La mente di Dio è rivoluzionaria. Cosa salva, cosa rimuove, cosa guarisce, cosa cambia la logica di tutto? La tenerezza, l’amata misericordia di Dio, vestita da vedova, bisognosa, povera che si dona. Offri l’offerta del tuo Amore, di tutto ciò che hai. Come dice Fano, “il piccolo e il piccolo con tanto amore è molto”.

Il tessuto nascosto della tenerezza, nella vedova del Vangelo, salva il mondo. Tanti gesti di persone anonime che si danno, hanno perso il fondo, per gli altri, sostengono un’umanità che ha bisogno di questa tenera tenerezza.

Dio salva il mondo attraverso i piccoli. La tenerezza di Dio è mostrata dai più semplici, quelli che non contano. Eppure sono loro che ci mostrano la via per dare la vita fino alla fine, donandoci, con la moneta del nostro amore, come Gesù ci ha insegnato.

(Testo tradotto usando Google Translate – mi scuso per eventuali errori)

  • Immagini di: Patxi Velasco FANO
  • Testo di: Fernando Cordero ss.cc.

LEGGI IL BRANO DEL VANGELO

XXXII DOMENICA DEL TEMPO ORDINARIO – ANNO B

Puoi leggere (o vedere) altri commenti al Vangelo di domenica 11 Novembre 2018 anche qui.
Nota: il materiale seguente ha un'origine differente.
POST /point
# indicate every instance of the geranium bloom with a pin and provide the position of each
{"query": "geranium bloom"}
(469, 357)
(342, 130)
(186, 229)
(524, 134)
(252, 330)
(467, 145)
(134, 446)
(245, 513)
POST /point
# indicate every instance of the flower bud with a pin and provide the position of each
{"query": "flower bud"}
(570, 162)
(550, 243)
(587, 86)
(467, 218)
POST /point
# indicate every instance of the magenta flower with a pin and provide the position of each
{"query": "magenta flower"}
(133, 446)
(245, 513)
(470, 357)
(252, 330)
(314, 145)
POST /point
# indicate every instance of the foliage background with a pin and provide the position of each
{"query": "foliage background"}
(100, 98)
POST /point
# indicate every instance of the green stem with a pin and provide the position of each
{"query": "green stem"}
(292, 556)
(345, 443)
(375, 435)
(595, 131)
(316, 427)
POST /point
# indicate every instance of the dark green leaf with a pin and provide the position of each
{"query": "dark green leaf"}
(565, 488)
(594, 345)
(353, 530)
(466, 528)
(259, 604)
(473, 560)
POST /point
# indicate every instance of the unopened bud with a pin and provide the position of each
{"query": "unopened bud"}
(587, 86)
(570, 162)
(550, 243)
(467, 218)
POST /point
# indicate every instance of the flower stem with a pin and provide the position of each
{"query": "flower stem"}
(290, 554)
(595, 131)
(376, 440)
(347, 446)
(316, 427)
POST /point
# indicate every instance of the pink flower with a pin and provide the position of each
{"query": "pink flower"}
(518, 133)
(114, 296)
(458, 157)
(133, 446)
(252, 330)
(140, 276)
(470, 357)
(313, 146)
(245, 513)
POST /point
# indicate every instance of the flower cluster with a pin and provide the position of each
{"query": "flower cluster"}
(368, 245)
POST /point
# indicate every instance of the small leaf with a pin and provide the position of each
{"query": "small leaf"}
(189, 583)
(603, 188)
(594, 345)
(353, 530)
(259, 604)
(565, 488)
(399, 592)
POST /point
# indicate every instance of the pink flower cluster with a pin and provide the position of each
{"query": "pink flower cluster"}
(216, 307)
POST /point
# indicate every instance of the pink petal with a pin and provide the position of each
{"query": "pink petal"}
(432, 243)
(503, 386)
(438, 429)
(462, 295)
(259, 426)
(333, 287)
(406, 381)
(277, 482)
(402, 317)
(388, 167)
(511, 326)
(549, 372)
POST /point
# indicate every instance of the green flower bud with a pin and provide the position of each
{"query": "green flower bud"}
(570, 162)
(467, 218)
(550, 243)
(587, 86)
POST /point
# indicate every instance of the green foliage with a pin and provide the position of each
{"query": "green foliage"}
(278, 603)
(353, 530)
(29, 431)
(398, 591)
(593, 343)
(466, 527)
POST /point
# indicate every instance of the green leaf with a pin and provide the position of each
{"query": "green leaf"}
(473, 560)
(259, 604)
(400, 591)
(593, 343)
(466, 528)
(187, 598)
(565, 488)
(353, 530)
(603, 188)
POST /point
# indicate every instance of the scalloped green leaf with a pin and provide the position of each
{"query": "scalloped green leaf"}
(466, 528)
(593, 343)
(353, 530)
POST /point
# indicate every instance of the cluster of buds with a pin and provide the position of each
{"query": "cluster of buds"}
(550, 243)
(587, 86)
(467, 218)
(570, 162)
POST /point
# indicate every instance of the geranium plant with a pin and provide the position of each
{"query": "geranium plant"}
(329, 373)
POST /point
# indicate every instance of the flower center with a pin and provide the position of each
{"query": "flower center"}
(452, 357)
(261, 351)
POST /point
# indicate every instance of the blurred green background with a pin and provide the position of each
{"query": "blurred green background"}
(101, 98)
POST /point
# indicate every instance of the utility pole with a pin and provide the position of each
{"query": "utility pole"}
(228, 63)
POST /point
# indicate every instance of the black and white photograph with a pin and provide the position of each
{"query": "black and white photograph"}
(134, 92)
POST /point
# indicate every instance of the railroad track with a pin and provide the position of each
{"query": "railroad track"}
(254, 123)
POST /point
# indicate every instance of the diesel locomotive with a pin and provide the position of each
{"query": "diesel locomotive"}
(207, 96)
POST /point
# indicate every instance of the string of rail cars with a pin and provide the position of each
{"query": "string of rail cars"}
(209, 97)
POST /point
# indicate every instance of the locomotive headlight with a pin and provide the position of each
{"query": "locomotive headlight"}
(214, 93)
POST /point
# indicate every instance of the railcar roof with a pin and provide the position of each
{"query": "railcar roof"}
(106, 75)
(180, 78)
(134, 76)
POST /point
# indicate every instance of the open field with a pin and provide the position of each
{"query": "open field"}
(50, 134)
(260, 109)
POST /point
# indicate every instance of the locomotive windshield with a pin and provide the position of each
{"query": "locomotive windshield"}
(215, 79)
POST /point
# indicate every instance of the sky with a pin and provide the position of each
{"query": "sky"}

Questa vedova, così povera, ha gettato nel tesoro più di tutti gli altri.

Mc 12, 38-44

In quel tempo, Gesù [nel tempio] diceva alla folla nel suo insegnamento: «Guardatevi dagli scribi, che amano passeggiare in lunghe vesti, ricevere saluti nelle piazze, avere i primi seggi nelle sinagoghe e i primi posti nei banchetti. Divorano le case delle vedove e pregano a lungo per farsi vedere. Essi riceveranno una condanna più severa».
 
Seduto di fronte al tesoro, osservava come la folla vi gettava monete. Tanti ricchi ne gettavano molte. Ma, venuta una vedova povera, vi gettò due monetine, che fanno un soldo.
 
Allora, chiamati a sé i suoi discepoli, disse loro: «In verità io vi dico: questa vedova, così povera, ha gettato nel tesoro più di tutti gli altri. Tutti infatti hanno gettato parte del loro superfluo. Lei invece, nella sua miseria, vi ha gettato tutto quello che aveva, tutto quanto aveva per vivere».

C: Parola del Signore.
A: Lode a Te o Cristo.

  • 11 – 17 Novembre 2018
  • Tempo Ordinario XXXII
  • Colore Verde
  • Lezionario: Ciclo B
  • Anno: II
  • Salterio: sett. 4

Fonte: LaSacraBibbia.net

LEGGI ALTRI COMMENTI AL VANGELO

Commento al Vangelo di domenica 11 Novembre 2018 per bambini – sr. Piera Cori

Buon giorno ragazzi!
Voglio iniziare questo incontro con voi raccontandovi un episodio a cui ho assistito.
Ero al giardino insieme a delle amiche con i loro bambini. Appena arrivati al parco, i bambini si sono organizzati per fare un gioco di ruolo.
Tutti cercavano di scegliere i ruoli più prestigiosi e importanti. Per questo motivo alcuni tra di loro si misero a discutere, quasi a bisticciare.
Marco, uno dei ragazzi presenti, non si era ancora espresso sul ruolo che desiderava fare, anzi, cercava sempre di trovare un accordo tra i due ragazzi litiganti. Devo dire che ci riusciva proprio bene perché faceva ritornare il sorriso a tutti e contribuiva a ristabilire la gioia necessaria per giocare con gusto.
Alla fine, quando tutti avevano scelto il proprio ruolo nel gioco, Marco, con un sorriso raggiante, scelse quello che gli altri avevano scartato. Marco era un generoso, sapeva di essere riconosciuto dagli altri amici come un Leader e usava questo dono per aiutare gli altri ragazzi.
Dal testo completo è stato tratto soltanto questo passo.